漫才日本一を決める「M―1グランプリ2016」のエントリー受け付けが6月28日に始まった。同日、都内で行われた開催会見には、昨年決勝に進んだ「馬鹿よ貴方は」「メイプル超合金」など、エントリーを表明した11組のコンビが参加した。

 そうしたなか、特別ゲストとして会見に参加した前回優勝のトレンディエンジェルは、今年の大会には参加しないことを表明。斎藤司(37)は「M―1は楽しいから出たいが、2人で会議した結果、今年出るメリットがないと思った」。相方のたかし(30)は「過去のM―1優勝者を見ても、得している印象がないので」と不参加の理由を明かした。

 過去、M―1で優勝したコンビが翌年以降の大会に出場したケースは何度かある。しかも、それほど悪い成績ではなかったが、2度目の優勝を果たしたコンビはいない。

 2003年に優勝したフットボールアワーは06年に出場。3組で優勝を争う最終決戦にまで残ったが、チュートリアルに敗れ、準優勝に終わった。08年優勝のNON STYLE、09年優勝のパンクブーブーは優勝した翌年に出場したが、いずれも3位という結果に終わっている。

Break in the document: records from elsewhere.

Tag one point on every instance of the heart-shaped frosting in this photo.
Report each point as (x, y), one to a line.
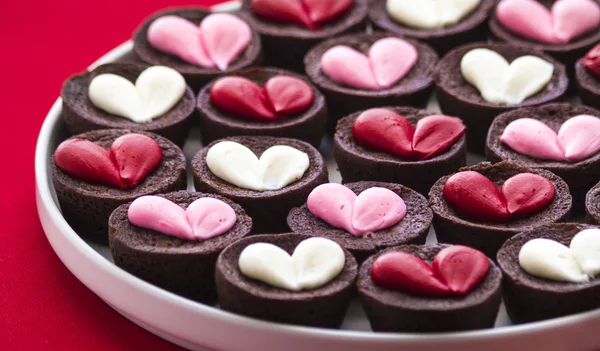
(131, 158)
(314, 263)
(384, 130)
(309, 13)
(372, 210)
(430, 14)
(577, 139)
(389, 60)
(455, 270)
(475, 196)
(546, 258)
(218, 41)
(278, 166)
(503, 83)
(281, 96)
(157, 90)
(204, 218)
(567, 20)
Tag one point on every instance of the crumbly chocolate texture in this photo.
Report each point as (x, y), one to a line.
(412, 229)
(357, 162)
(323, 307)
(592, 204)
(459, 98)
(528, 298)
(568, 53)
(471, 28)
(184, 267)
(588, 85)
(308, 126)
(196, 76)
(87, 207)
(80, 114)
(412, 90)
(487, 237)
(285, 44)
(270, 208)
(580, 176)
(390, 310)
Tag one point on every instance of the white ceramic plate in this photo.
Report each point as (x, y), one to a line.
(201, 327)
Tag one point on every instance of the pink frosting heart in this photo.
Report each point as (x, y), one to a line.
(389, 60)
(372, 210)
(567, 19)
(219, 39)
(577, 139)
(204, 218)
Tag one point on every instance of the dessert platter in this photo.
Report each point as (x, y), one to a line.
(338, 175)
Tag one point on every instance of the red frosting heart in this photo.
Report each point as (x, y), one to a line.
(132, 157)
(455, 270)
(477, 197)
(591, 61)
(310, 13)
(282, 96)
(384, 130)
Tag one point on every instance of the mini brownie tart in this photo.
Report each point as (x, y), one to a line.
(266, 175)
(384, 145)
(360, 71)
(106, 98)
(484, 205)
(290, 28)
(587, 74)
(197, 43)
(441, 24)
(96, 172)
(561, 138)
(364, 217)
(401, 292)
(173, 240)
(592, 204)
(550, 271)
(262, 101)
(287, 278)
(564, 29)
(480, 81)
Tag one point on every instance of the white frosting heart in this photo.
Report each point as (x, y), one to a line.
(314, 263)
(430, 14)
(549, 259)
(156, 90)
(278, 166)
(502, 83)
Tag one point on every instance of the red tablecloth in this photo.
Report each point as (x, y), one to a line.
(42, 305)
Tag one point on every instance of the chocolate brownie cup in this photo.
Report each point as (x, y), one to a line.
(195, 75)
(356, 162)
(285, 44)
(567, 53)
(412, 229)
(592, 204)
(454, 228)
(87, 206)
(529, 298)
(324, 306)
(393, 310)
(185, 267)
(459, 98)
(580, 176)
(268, 209)
(308, 125)
(472, 27)
(81, 115)
(413, 89)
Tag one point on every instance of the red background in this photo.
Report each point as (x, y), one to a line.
(42, 305)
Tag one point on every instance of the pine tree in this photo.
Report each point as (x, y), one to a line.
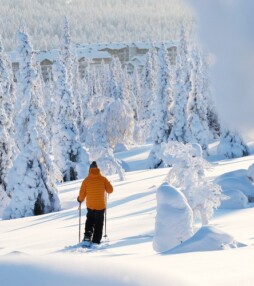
(30, 184)
(5, 155)
(161, 127)
(148, 93)
(69, 155)
(181, 91)
(163, 100)
(198, 130)
(8, 90)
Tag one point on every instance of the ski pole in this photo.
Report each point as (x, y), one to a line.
(79, 208)
(105, 220)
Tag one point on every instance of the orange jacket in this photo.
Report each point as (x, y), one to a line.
(93, 190)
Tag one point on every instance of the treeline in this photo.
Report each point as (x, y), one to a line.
(50, 131)
(91, 21)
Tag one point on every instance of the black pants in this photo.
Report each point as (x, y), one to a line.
(94, 225)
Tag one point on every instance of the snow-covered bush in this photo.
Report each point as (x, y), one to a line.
(107, 162)
(250, 172)
(174, 219)
(188, 175)
(207, 238)
(234, 199)
(237, 180)
(232, 145)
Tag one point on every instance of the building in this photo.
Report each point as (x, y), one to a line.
(131, 55)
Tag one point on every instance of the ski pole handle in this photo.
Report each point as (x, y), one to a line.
(79, 208)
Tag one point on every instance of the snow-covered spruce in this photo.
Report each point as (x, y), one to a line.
(30, 184)
(198, 130)
(5, 155)
(188, 176)
(174, 219)
(181, 91)
(147, 97)
(99, 150)
(69, 155)
(162, 122)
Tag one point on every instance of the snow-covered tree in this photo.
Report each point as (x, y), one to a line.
(5, 155)
(114, 79)
(163, 108)
(136, 90)
(68, 152)
(99, 149)
(69, 155)
(163, 99)
(119, 122)
(8, 88)
(198, 130)
(232, 145)
(30, 184)
(188, 175)
(148, 90)
(174, 219)
(181, 91)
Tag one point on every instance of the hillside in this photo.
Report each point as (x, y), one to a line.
(91, 21)
(41, 250)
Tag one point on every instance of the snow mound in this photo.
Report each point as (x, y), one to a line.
(237, 180)
(250, 173)
(235, 199)
(174, 218)
(207, 238)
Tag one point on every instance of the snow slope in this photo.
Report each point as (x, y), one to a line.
(41, 250)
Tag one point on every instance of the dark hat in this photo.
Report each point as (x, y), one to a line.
(93, 165)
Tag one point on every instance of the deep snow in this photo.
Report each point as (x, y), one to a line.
(36, 250)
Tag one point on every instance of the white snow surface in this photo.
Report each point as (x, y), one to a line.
(174, 218)
(41, 250)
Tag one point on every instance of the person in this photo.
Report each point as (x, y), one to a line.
(93, 190)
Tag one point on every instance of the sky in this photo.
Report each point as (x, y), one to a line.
(225, 29)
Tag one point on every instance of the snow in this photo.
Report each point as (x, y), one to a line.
(174, 219)
(36, 248)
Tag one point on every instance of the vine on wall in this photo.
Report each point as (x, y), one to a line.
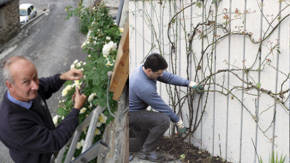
(214, 27)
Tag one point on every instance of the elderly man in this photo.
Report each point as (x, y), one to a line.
(148, 126)
(26, 126)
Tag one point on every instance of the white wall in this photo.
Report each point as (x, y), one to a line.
(227, 128)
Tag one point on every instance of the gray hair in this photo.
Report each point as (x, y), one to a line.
(6, 71)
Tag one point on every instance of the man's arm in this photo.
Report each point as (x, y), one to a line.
(38, 138)
(156, 102)
(49, 85)
(170, 78)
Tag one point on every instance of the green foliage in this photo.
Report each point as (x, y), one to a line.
(101, 31)
(275, 158)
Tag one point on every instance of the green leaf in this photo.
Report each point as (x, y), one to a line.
(258, 85)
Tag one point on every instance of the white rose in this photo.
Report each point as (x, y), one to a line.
(99, 124)
(109, 63)
(91, 97)
(77, 84)
(78, 65)
(72, 66)
(83, 110)
(102, 118)
(66, 90)
(80, 144)
(76, 61)
(108, 47)
(55, 119)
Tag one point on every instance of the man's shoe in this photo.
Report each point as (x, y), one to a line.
(131, 157)
(151, 156)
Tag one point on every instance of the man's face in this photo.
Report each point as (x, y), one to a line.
(26, 83)
(155, 75)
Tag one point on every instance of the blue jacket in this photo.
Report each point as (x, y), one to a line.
(30, 134)
(143, 92)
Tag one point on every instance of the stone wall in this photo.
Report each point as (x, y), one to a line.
(9, 20)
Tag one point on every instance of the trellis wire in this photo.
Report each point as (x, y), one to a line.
(276, 85)
(228, 83)
(243, 77)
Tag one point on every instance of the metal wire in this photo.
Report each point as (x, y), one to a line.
(276, 85)
(228, 84)
(257, 102)
(243, 77)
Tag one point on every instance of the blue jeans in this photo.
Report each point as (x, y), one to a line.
(146, 128)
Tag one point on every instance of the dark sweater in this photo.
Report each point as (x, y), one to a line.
(30, 134)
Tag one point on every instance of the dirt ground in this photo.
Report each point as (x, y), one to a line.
(186, 152)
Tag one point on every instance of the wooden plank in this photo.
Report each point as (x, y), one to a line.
(116, 134)
(121, 70)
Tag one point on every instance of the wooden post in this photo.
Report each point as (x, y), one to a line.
(121, 69)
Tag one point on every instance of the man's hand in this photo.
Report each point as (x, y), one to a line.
(180, 127)
(72, 74)
(196, 86)
(79, 99)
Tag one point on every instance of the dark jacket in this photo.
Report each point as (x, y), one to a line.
(30, 134)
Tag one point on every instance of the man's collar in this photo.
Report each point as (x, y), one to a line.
(26, 105)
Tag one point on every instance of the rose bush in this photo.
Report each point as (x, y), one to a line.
(103, 36)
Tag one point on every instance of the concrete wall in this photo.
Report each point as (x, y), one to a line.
(227, 129)
(9, 20)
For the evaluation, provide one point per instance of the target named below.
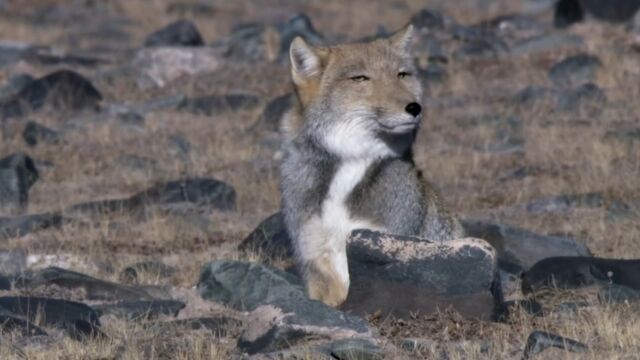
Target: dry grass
(564, 158)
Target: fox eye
(359, 78)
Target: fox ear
(401, 40)
(305, 61)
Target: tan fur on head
(323, 282)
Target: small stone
(178, 33)
(430, 276)
(575, 70)
(576, 272)
(539, 341)
(35, 133)
(77, 319)
(137, 310)
(158, 66)
(519, 249)
(356, 349)
(217, 104)
(12, 227)
(18, 173)
(94, 289)
(63, 90)
(270, 239)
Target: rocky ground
(138, 160)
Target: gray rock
(519, 249)
(191, 9)
(63, 90)
(14, 85)
(178, 33)
(94, 289)
(217, 104)
(17, 174)
(430, 276)
(568, 12)
(539, 341)
(546, 43)
(270, 239)
(273, 112)
(207, 192)
(444, 349)
(588, 96)
(77, 319)
(219, 326)
(576, 272)
(281, 314)
(12, 262)
(575, 70)
(159, 66)
(152, 268)
(356, 349)
(11, 227)
(11, 324)
(563, 203)
(138, 310)
(11, 52)
(35, 133)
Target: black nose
(413, 109)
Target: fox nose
(413, 109)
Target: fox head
(358, 100)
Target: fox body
(348, 156)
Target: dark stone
(615, 11)
(18, 173)
(297, 25)
(281, 313)
(218, 326)
(136, 310)
(94, 289)
(35, 133)
(218, 104)
(430, 20)
(191, 9)
(567, 12)
(587, 95)
(269, 239)
(77, 319)
(153, 268)
(530, 306)
(197, 191)
(430, 276)
(63, 90)
(519, 249)
(575, 70)
(546, 43)
(564, 203)
(612, 294)
(273, 112)
(539, 341)
(10, 324)
(356, 349)
(14, 85)
(178, 33)
(569, 272)
(5, 283)
(11, 227)
(11, 53)
(12, 262)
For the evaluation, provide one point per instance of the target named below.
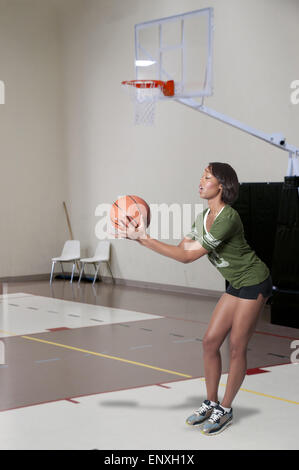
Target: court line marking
(93, 353)
(262, 394)
(150, 367)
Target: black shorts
(252, 292)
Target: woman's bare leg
(219, 326)
(246, 315)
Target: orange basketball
(128, 209)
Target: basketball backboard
(177, 48)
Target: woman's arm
(187, 251)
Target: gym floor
(117, 367)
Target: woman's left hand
(131, 230)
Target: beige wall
(79, 123)
(33, 175)
(255, 60)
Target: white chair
(70, 253)
(102, 254)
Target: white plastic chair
(102, 254)
(70, 253)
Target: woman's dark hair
(226, 176)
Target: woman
(218, 232)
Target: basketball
(130, 209)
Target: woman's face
(209, 186)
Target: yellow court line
(145, 365)
(107, 357)
(262, 394)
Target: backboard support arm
(278, 140)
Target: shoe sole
(197, 424)
(220, 430)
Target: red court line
(255, 371)
(72, 401)
(119, 390)
(274, 334)
(255, 332)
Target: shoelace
(216, 415)
(202, 409)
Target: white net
(144, 99)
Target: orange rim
(167, 87)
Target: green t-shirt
(228, 248)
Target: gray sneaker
(200, 415)
(218, 421)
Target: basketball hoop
(145, 94)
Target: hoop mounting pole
(278, 140)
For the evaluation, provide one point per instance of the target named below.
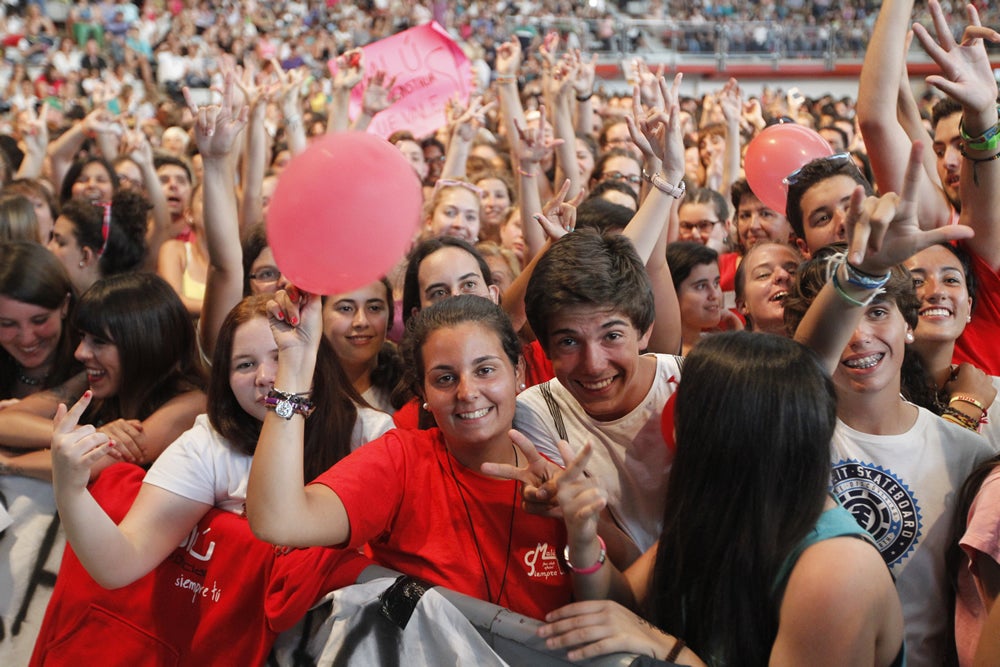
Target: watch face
(284, 409)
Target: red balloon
(777, 152)
(343, 213)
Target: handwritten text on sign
(429, 68)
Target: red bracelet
(593, 568)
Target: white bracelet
(664, 186)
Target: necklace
(30, 381)
(475, 538)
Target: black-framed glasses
(836, 160)
(266, 274)
(619, 177)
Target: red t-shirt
(221, 598)
(404, 502)
(979, 344)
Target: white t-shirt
(631, 461)
(202, 466)
(901, 489)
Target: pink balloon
(343, 213)
(777, 152)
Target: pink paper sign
(429, 68)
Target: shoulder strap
(554, 410)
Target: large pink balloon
(343, 212)
(777, 152)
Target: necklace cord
(475, 538)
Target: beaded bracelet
(835, 279)
(593, 568)
(976, 162)
(960, 418)
(675, 652)
(859, 278)
(971, 400)
(987, 141)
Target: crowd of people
(608, 388)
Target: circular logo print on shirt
(882, 504)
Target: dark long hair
(126, 247)
(743, 492)
(31, 274)
(328, 429)
(411, 280)
(143, 316)
(66, 191)
(450, 313)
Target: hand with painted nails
(884, 231)
(217, 126)
(599, 627)
(558, 217)
(966, 73)
(75, 448)
(127, 436)
(296, 319)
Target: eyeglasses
(835, 160)
(704, 227)
(135, 183)
(618, 177)
(450, 183)
(266, 274)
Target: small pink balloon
(777, 152)
(343, 213)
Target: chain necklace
(475, 538)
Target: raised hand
(127, 435)
(549, 50)
(289, 88)
(580, 499)
(75, 449)
(537, 475)
(731, 100)
(966, 72)
(350, 69)
(35, 130)
(657, 132)
(558, 217)
(586, 73)
(508, 60)
(883, 231)
(296, 320)
(135, 144)
(217, 126)
(378, 94)
(532, 146)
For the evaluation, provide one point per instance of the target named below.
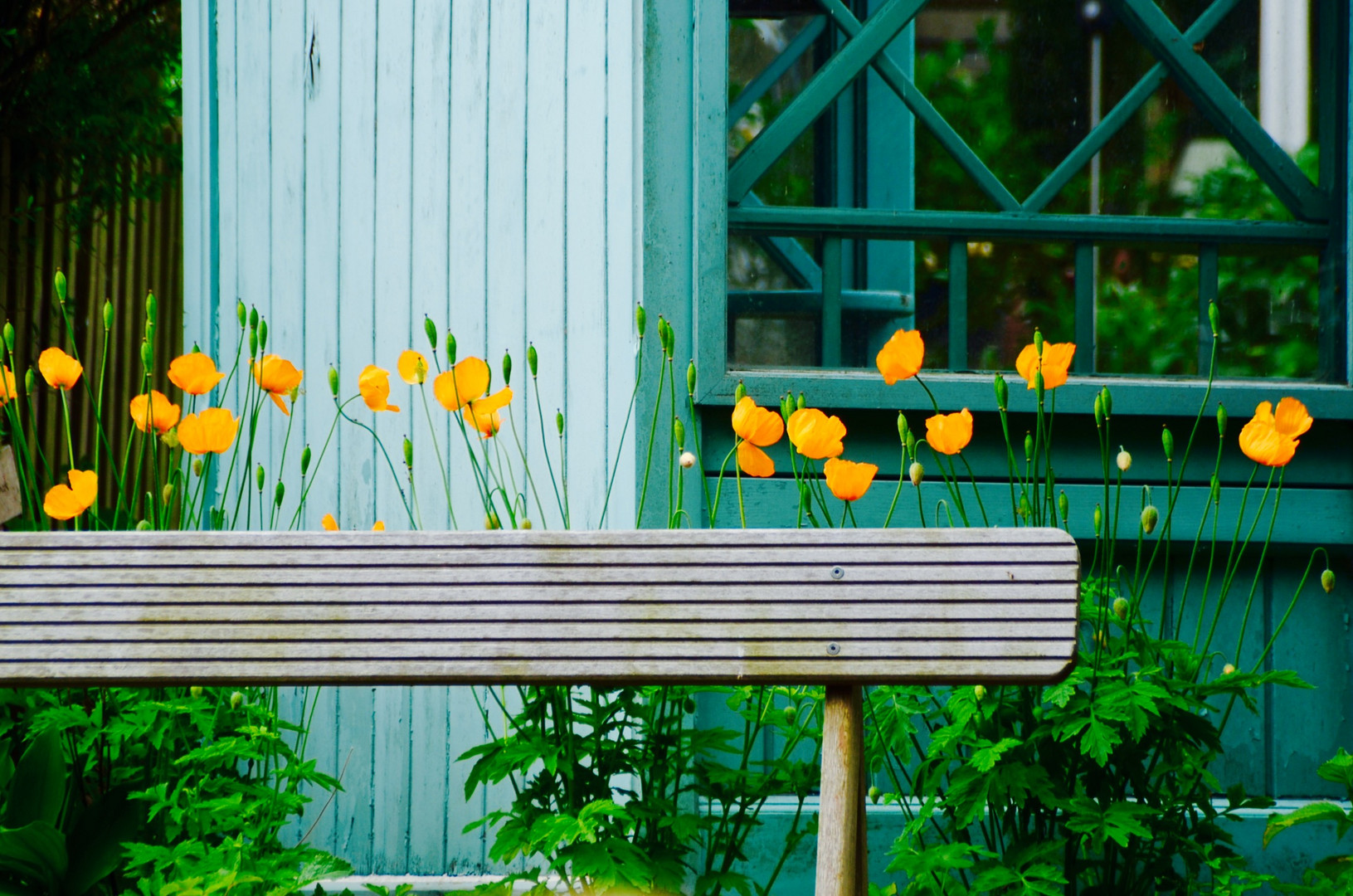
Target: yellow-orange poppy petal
(66, 503)
(754, 462)
(1055, 364)
(208, 432)
(413, 367)
(949, 433)
(1291, 418)
(156, 411)
(373, 385)
(758, 426)
(8, 387)
(58, 368)
(195, 374)
(816, 435)
(847, 480)
(461, 385)
(902, 356)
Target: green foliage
(168, 792)
(619, 789)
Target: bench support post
(840, 822)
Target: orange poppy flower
(949, 433)
(461, 385)
(278, 377)
(373, 385)
(413, 367)
(66, 503)
(847, 480)
(484, 411)
(1272, 441)
(212, 431)
(8, 387)
(60, 370)
(163, 413)
(195, 374)
(902, 356)
(1055, 363)
(816, 435)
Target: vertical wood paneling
(373, 163)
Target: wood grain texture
(506, 606)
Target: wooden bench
(843, 608)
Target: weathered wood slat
(778, 606)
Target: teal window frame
(718, 207)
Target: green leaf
(1305, 815)
(40, 784)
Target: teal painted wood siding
(353, 165)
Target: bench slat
(861, 606)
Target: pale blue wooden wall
(355, 164)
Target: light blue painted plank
(392, 313)
(322, 117)
(428, 249)
(624, 241)
(506, 227)
(356, 263)
(585, 244)
(470, 29)
(546, 77)
(287, 321)
(253, 19)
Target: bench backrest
(819, 606)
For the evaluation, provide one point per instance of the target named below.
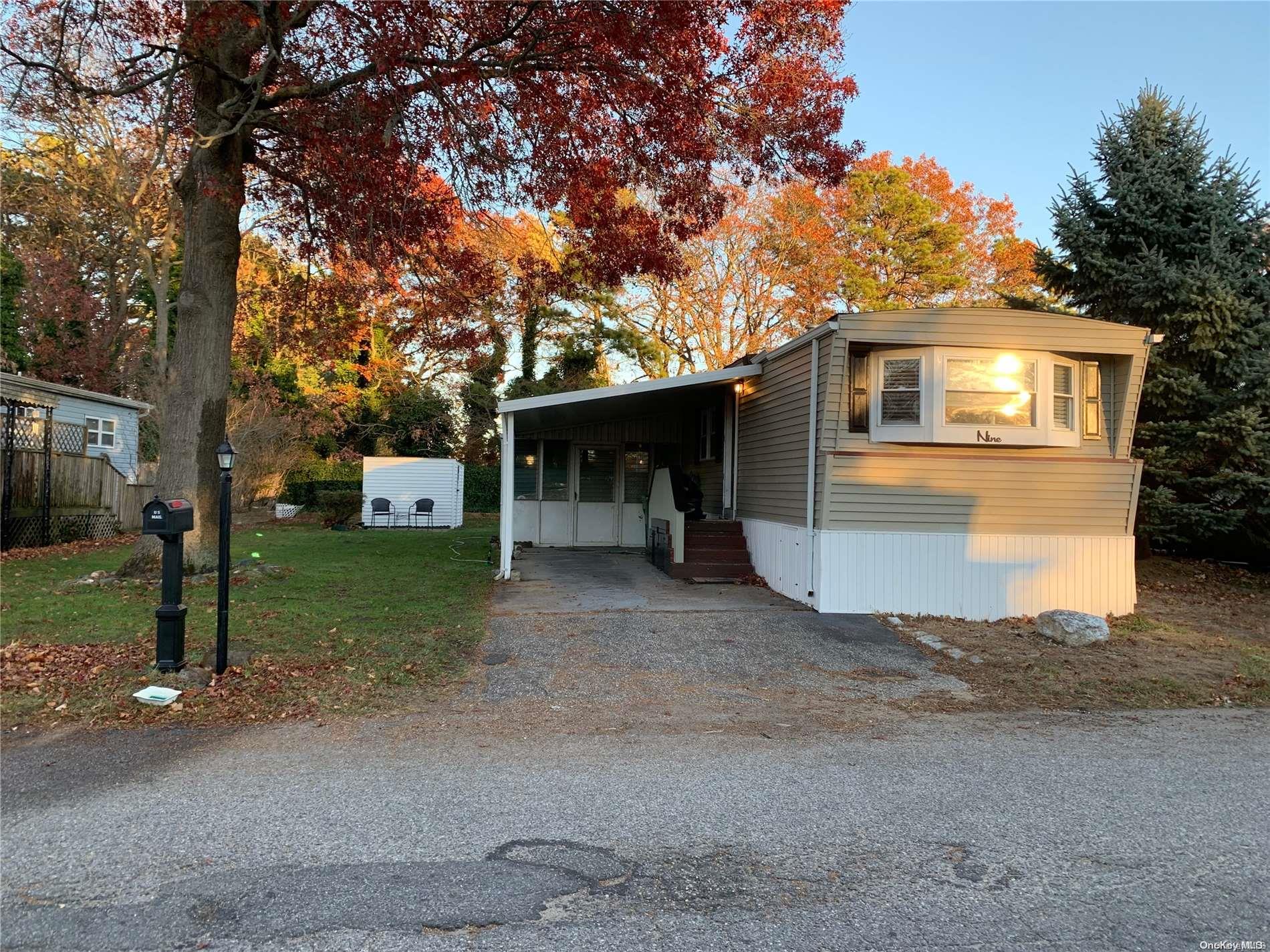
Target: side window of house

 お笑い関係者は「3組とも最終決戦に残ったわけだから、優勝経験者にふさわしい実力は見せつけた。でも、優勝した時の印象が強すぎて2位や3位ではほとんど印象に残らないで終わってしまう。たかしが言う『得している印象がない』というのは、それを指しているのでは」と指摘する。

 M―1は決勝進出するだけでも大変なこと。それが2位や3位ではなく、優勝しない限り印象に残らないとなれば、漫才師にとっては相当厳しい戦いになる。

「賞レースは新鮮さも大事。あまり知られていない無名のコンビの方が有利だから、優勝経験者はどうしても不利になる」(同)

 トレンディエンジェルは昨年の優勝で、仕事が一気に増えているだけに、出場しないのは賢明な選択といえそうだ。